On me dira que cet intérêt s’explique par la présence de victimes israéliennes. Sauf que le battage médiatique avait commencé avant que celle-ci ne soit connue. Depuis, il est vrai, la couverture journalistique a aussi fait écho au deuil national. Reste que j’ai observé un réel hiatus entre la France et Israël. A quoi cela peut-il être dû ? On ne peut pas dire que les médias n’y auraient pas trouvé leur compte : qu’y a-t-il de plus générateur d’audience qu’un journaliste qui couvre un événement littéralement sous les explosions de l’Hôtel Taj Mahal (c’était le cas de la correspondante de CNN) ? Est-ce dû à l’éloignement tant physique que culturel ? Tout le monde sait bien qu’aujourd’hui l’un et l’autre ont disparu. Est-ce dû au fait que les terroristes s’attaquaient en priorité aux ressortissants américains, britanniques et israéliens (et/ou juifs) ? Je ne le pense pas (en tout cas, n’ose pas le penser) et pourtant, j’imagine que si l’on avait entendu, dès les premières heures de l’attaque : « Les terroristes se sont introduits dans l’hôtel et ont abattus spécifiquement les ressortissants français », les médias français auraient réagi différemment. Est-ce normal ? L’Union Européenne n’existe-t-elle réellement que pour l’argent ? La conscience culturelle européenne est-elle si faible ?

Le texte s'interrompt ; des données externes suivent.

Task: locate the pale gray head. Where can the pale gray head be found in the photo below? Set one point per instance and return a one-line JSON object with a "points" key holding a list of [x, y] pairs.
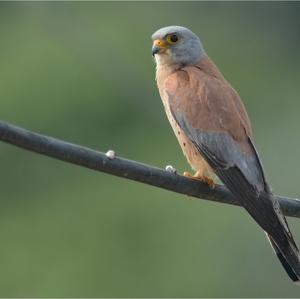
{"points": [[177, 45]]}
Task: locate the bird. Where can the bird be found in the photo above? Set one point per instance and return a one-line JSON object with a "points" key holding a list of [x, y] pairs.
{"points": [[214, 132]]}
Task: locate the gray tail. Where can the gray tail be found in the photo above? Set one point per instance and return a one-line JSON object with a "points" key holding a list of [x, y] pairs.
{"points": [[291, 272]]}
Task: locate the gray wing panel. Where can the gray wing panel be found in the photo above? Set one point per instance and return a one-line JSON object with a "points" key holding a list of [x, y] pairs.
{"points": [[224, 152]]}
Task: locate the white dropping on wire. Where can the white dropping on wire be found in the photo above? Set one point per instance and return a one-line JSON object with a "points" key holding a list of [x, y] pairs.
{"points": [[110, 154]]}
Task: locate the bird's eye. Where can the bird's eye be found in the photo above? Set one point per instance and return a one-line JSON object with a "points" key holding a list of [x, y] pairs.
{"points": [[172, 38]]}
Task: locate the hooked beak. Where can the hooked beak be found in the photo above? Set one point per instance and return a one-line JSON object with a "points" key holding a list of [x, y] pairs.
{"points": [[158, 47]]}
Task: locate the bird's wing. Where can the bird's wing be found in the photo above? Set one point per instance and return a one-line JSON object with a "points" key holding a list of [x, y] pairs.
{"points": [[212, 116]]}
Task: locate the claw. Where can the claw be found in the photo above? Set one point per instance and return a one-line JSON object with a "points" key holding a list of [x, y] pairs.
{"points": [[210, 182]]}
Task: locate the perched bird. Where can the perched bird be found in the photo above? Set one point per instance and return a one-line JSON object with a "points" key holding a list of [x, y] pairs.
{"points": [[214, 132]]}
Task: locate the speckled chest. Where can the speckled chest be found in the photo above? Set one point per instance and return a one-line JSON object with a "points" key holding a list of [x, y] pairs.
{"points": [[192, 155]]}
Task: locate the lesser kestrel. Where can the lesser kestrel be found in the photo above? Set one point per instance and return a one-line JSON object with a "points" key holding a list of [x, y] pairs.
{"points": [[214, 132]]}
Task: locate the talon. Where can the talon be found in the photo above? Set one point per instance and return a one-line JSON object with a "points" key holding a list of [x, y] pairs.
{"points": [[187, 174], [210, 182]]}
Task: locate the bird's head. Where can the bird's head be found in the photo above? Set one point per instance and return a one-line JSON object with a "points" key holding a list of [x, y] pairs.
{"points": [[176, 45]]}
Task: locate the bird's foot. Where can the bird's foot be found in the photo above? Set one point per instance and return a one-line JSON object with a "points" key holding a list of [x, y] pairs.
{"points": [[203, 178]]}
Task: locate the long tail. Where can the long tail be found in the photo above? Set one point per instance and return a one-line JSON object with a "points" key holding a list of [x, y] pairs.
{"points": [[265, 210]]}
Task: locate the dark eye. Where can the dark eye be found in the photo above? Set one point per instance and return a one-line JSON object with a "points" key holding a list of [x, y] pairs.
{"points": [[172, 38]]}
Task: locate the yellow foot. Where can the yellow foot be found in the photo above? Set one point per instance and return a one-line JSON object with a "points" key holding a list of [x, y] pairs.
{"points": [[210, 182]]}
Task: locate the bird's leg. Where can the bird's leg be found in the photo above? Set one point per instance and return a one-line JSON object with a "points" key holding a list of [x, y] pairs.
{"points": [[199, 175]]}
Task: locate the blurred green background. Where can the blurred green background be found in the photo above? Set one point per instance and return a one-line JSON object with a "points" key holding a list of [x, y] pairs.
{"points": [[83, 72]]}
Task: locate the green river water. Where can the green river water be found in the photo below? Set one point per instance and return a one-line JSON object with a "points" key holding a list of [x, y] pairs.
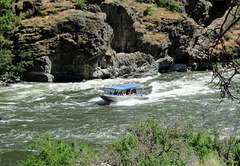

Pourquoi Israël a-t-il vécu ces derniers jours au rythme de Bombay ? Je me risquerai à une explication : il y a un miroir grossissant au-dessus d’Israël, un miroir grossissant qui fonctionne dans les deux sens. Les événements qui ont lieu en Israël ont souvent un retentissement plus important dans le monde que ce qu’ils méritent. Par exemple, prenons l’élection de Tzipi Livni et celle de Martine Aubry : elles ont toutes deux été élues à la tête de leur parti, elles sont toutes deux femmes, l’une pourrait se trouver à la tête d’un pays de 7 millions d’habitants et l’autre à celle d’un pays de 60 millions d’habitants. Or, on a beaucoup plus parlé de l’Israélienne que de la Française.

Quand on observe le monde depuis Israël, le miroir grossit les événements comme si tout ce qui se passait concernait Israël. Cette semaine a apporté la preuve que c’était souvent vrai. Parmi les victimes de Bombay figure un petit garçon devenu orphelin à la veille de son deuxième anniversaire. Il était le fils du rabbin et de son épouse qui ont été tués. Tout le pays pense à ce petit garçon.